E AGORA, O QUE FAZER?

            Certamente as reflexões acima provocarão discordâncias (seja pela forma de pensar, seja por realidades distintas), mas o fato é que a desvalorização do professor indubitavelmente passa pela maioria dos estágios mencionados.
            Ao ver manifestantes nas ruas com cartazes pedindo a volta da ditadura militar, um salto de preocupação me aflige, pois, definitivamente, este não é o caminho. O rumo certo é a busca por um meio-termo, ou seja, liberdade com limites.
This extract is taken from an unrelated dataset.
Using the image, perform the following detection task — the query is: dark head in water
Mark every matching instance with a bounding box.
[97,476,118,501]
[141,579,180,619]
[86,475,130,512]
Penso que a família, nessa conjuntura toda, é a primeira instituição a ser resgatada.
            O professor e a escola como um todo fazem parte desse contexto, sendo que a valorização dessas instituições decorre da retomada de limites e de valores primordiais, pois não é normal um educador ser agredido pelo aluno ou pelos pais dos alunos; não é normal um educador ser intimidado e ter seu carro riscado por um estudante contrariado, por exemplo, e tudo ficar por isso mesmo.
            De imediato, o que o educador deve fazer é não se conformar com essa realidade; não deve acreditar que precisa, obrigatoriamente, suportar o aluno indisciplinado, suportar as pressões do estado por índices quantitativos e não qualitativos, suportar agressões e humilhações, suportar a falta de condições de trabalho e a baixa remuneração.  Em curto prazo seria necessária a criação de um código a nível nacional, constando, além dos deveres, todos os direitos dos professores, visando com isso resgatar a valorização da categoria.


Vamos seguir na luta para que o professor seja realmente valorizado!